TSMC, the world's biggest contract chipmaker, saw its smallest year-on-year sales growth in four months as demand slowed, while analysts say a new crop of smartphones and tablet PCs could spur demand next year.
TSMC and rival UMC have both flagged a flat fourth quarter but investors have recently looked beyond it to bet on new growth next year. TSMC shares hit a more than three-year closing high this week and UMC hovered at a seven-month high.
New products like tablets and smartphones should be a key driver and major chipmakers overseas would also speed up outsourcing manufacturing to foundries, said J.P.Morgan semiconductor analyst Rick Hsu.
Q4 is a bit slow but it should be a good year for foundries next year, said Hsu, who raised its 2011 earnings per share forecast on TSMC by 7 percent this week. He gave an overweight rating to both TSMC and UMC.
TSMC is trading at about 2.7 times its book value and our target is 3.9 times, and UMC is about at its book value now and our target is 1.2 times, so there's room for them to rise, Hsu said.
J.P.Morgan put TSMC's target price at T$88 per share, an upside of 26 percent from Friday's close.
Growing demand for new technology products could bode well for Taiwan's export-reliant economy next year. Taiwan's export growth met expectations in November while growth is expected to be firm as Lunar New year demand looms.

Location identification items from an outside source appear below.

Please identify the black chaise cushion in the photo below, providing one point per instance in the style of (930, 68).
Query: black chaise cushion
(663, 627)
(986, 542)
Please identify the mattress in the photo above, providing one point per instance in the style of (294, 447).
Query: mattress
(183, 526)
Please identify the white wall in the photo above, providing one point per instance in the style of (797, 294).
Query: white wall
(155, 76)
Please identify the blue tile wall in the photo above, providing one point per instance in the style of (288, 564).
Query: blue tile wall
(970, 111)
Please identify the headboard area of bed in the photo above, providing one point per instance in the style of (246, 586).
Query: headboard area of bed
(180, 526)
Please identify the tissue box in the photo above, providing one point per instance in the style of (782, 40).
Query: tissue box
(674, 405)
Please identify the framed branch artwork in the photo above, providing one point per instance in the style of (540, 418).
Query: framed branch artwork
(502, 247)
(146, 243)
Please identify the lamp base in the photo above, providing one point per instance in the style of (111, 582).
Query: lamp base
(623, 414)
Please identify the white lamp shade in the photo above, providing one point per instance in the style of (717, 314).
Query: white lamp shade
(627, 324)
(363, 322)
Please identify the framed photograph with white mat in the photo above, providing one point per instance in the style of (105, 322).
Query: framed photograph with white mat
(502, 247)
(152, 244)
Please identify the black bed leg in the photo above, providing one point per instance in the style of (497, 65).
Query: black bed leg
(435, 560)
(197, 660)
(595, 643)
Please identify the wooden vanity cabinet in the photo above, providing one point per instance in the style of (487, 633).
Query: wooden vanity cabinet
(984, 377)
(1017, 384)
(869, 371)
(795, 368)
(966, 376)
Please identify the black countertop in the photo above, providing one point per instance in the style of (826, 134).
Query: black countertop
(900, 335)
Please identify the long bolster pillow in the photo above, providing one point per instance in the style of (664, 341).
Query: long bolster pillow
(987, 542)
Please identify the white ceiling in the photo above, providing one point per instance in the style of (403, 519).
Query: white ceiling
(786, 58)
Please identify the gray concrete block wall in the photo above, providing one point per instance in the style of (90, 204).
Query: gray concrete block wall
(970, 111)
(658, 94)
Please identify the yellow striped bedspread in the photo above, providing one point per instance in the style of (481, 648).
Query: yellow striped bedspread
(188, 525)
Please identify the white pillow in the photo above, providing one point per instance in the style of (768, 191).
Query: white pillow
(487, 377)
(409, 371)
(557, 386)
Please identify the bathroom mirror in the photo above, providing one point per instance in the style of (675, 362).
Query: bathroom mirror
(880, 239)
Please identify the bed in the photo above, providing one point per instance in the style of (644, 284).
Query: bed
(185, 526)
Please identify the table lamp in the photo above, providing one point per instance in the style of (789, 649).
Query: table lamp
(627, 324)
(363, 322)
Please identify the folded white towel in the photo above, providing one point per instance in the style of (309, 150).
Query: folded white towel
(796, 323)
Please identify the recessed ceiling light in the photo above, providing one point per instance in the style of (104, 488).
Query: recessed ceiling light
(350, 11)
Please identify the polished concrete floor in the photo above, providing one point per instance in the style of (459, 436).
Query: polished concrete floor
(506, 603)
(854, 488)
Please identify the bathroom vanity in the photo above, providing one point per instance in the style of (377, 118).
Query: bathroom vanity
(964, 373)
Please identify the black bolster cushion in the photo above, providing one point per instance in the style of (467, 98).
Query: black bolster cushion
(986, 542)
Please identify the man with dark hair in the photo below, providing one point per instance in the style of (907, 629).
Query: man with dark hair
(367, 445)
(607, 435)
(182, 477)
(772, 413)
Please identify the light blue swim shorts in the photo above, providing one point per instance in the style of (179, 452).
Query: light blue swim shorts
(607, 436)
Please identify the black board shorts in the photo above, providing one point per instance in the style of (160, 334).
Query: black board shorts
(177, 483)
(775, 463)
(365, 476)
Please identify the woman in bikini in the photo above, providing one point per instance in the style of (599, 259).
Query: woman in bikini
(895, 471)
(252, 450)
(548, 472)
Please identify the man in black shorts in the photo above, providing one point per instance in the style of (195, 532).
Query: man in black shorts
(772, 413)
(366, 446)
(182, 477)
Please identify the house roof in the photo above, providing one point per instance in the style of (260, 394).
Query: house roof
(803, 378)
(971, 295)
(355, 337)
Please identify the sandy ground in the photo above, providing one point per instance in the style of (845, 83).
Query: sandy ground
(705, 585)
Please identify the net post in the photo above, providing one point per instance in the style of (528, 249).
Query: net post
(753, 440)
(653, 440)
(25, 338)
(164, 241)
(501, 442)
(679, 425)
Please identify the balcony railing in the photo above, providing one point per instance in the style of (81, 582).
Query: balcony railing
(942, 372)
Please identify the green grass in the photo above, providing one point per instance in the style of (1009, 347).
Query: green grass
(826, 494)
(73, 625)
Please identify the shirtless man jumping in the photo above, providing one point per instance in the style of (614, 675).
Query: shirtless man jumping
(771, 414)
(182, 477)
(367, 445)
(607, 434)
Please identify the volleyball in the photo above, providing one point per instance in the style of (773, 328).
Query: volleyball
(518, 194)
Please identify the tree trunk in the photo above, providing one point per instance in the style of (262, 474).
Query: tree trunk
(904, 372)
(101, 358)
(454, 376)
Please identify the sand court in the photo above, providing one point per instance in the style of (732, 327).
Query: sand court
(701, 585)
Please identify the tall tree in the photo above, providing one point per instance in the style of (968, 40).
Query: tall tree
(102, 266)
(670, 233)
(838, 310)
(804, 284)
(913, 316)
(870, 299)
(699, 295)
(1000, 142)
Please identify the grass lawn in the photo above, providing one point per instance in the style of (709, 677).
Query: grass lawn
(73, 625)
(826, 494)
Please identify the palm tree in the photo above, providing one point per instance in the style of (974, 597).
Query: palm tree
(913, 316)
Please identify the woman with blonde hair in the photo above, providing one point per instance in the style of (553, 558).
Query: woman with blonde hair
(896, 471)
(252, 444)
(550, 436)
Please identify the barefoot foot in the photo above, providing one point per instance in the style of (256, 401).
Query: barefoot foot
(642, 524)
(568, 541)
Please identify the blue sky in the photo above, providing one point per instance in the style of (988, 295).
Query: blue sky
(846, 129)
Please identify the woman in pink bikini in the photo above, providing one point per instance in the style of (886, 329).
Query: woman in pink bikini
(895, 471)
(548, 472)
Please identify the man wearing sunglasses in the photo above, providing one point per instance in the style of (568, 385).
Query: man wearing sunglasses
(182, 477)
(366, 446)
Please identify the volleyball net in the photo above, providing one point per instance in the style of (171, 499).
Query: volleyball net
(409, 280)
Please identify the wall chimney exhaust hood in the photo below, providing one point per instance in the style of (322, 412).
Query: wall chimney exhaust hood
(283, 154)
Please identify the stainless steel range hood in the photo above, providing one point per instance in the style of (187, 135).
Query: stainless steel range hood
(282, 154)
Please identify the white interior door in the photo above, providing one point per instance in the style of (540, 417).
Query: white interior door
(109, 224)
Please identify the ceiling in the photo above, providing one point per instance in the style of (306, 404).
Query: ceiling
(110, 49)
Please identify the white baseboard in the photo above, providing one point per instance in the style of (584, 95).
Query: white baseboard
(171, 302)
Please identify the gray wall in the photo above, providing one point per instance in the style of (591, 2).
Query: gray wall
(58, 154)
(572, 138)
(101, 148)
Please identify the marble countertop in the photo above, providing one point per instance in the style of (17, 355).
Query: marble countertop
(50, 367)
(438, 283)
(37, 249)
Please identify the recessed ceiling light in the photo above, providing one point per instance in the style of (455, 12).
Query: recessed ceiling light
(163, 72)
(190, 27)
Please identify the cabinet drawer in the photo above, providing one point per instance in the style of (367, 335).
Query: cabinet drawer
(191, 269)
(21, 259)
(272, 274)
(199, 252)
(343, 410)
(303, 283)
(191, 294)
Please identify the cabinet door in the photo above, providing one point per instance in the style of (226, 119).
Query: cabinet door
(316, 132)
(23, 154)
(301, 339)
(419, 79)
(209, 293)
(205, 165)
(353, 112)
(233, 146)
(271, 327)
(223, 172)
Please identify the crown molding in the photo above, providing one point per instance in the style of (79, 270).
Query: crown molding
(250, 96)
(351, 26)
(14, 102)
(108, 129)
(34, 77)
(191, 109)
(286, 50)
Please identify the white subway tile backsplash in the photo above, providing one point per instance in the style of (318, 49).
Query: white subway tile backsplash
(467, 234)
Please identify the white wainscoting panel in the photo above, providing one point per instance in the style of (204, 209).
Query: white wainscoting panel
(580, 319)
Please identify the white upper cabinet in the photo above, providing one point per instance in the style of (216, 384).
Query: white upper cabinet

Taiwan Semiconductor Manufacturing Co Ltd (TSMC) had unconsolidated sales of T$35.72 billion ($1.2 billion) last month, up 22 percent from a year ago but slipped 4.4 percent from October, the firm said in a statement, without explanation.
On Wednesday, United Microelectronics Corp (UMC) said its November sales rose 14 percent from a year ago but scored its smallest monthly sales in five months.
On a consolidated basis, TSMC's sales totaled T$384.669 billion in January-November, up 45.6 percent from a year ago.